As teams from the West Virginia National Guard respond to flooding in several counties over the weekend, an emergency declaration from Gov. Jim Justice was necessary. There is plenty of work to do.

With the WVNG Joint Operations Center on full activation, in coordination with the state Emergency Management Division, people and resources can get to those in need of help in Braxton, Calhoun, Clay, Kanawha and Roane counties. They’ll need it after heavy flooding damaged homes and infrastructure throughout the region.

The West Virginia Emergency Management Division and the West Virginia Division of Highways are responding, along with the Federal Emergency Management Agency, Voluntary Organizations Active in Disaster and local officials and organizations, to help residents.

It is a multi-faceted response, and one with which West Virginians have become all too familiar.

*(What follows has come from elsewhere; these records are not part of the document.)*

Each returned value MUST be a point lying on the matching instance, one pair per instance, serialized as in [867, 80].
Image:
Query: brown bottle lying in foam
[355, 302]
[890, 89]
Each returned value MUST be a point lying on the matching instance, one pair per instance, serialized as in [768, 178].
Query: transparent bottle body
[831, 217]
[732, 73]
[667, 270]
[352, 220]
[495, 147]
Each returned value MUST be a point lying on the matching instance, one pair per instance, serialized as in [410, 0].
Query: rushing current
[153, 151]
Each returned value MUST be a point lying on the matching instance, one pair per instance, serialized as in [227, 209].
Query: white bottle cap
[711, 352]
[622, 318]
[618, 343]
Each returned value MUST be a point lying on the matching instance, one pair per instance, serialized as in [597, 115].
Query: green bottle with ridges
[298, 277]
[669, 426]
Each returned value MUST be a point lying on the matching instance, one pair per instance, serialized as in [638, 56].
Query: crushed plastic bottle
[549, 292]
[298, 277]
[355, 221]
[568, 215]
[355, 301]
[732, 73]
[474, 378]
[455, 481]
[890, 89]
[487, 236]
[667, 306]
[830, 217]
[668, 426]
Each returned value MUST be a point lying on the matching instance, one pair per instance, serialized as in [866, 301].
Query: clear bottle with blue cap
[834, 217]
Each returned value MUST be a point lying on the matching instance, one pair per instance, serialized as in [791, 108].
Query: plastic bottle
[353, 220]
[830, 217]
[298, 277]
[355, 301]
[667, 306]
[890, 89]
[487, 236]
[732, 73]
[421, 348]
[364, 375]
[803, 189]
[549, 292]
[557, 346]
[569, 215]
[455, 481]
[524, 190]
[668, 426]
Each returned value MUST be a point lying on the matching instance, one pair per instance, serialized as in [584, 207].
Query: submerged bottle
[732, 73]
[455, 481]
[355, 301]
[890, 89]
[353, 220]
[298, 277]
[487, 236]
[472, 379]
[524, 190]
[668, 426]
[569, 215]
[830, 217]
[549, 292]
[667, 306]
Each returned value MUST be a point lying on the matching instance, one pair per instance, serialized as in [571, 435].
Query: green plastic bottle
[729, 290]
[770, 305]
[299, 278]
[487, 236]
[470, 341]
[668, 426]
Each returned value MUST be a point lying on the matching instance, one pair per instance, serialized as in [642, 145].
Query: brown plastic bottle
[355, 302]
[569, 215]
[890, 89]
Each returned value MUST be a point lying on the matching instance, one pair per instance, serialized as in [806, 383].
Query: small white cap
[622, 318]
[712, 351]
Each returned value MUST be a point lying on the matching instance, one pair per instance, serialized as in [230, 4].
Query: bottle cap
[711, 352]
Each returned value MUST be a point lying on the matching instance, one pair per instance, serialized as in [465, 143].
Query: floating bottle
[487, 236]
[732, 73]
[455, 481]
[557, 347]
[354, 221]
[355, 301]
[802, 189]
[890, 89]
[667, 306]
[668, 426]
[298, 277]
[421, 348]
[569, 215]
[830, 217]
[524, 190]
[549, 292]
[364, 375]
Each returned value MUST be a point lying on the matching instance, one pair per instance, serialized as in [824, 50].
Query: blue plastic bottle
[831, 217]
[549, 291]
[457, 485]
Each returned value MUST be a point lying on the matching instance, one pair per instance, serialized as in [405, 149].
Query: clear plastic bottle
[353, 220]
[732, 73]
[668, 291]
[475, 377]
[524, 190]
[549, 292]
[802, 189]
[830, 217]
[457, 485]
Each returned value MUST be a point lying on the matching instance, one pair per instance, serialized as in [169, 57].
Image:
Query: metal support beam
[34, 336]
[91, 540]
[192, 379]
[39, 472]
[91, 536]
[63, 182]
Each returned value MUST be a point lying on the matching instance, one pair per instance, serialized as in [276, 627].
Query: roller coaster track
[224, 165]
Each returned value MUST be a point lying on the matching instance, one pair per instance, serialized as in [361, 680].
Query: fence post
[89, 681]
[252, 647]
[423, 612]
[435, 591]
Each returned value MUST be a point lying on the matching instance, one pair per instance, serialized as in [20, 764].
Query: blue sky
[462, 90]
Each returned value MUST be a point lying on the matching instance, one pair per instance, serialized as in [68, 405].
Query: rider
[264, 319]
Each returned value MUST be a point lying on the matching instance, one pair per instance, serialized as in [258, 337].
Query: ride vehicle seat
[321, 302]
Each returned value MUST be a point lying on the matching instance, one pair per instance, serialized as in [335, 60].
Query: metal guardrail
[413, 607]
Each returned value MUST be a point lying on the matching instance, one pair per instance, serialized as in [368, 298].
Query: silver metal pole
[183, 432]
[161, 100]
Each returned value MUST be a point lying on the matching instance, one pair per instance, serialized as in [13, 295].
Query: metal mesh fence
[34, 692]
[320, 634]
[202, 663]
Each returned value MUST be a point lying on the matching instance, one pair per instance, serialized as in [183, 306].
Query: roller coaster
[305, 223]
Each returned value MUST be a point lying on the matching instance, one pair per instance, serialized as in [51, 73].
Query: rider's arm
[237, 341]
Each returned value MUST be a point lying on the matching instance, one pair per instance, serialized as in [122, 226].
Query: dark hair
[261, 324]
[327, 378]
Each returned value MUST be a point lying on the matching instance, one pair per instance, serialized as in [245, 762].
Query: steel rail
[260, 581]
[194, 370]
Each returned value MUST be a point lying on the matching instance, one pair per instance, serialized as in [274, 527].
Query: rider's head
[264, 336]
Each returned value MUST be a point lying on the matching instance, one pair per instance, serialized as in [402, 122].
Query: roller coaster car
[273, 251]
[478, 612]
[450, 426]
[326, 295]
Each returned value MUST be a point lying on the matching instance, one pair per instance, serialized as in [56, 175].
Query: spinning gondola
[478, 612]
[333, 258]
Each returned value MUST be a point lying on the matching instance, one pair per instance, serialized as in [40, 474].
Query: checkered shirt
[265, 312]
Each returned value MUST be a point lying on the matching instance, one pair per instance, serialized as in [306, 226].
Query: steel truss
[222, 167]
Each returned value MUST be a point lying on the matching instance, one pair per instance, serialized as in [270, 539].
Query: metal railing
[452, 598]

But while the DOH will no doubt get to work quickly clearing mudslides and fixing roads and bridges, help for individuals must not be as painfully slow and complicated as it has been after some past disasters. There may be hundreds of damaged homes to assess. Some may be uninhabitable, and many will require residents to at least find temporary shelter while they clean up and rebuild.

But the memory of frustrating flood recovery that took many years longer than should have been necessary is still fresh for too many in West Virginia.

As always, those who are able to help, will. It’s what we do in the Mountain State. But when the help required comes from King Bureaucracy, its arrival in a timely manner is less certain. Surely we’ve learned some lessons over the past seven years or so. This time around, local, county and state officials had better be prepared … and persistent.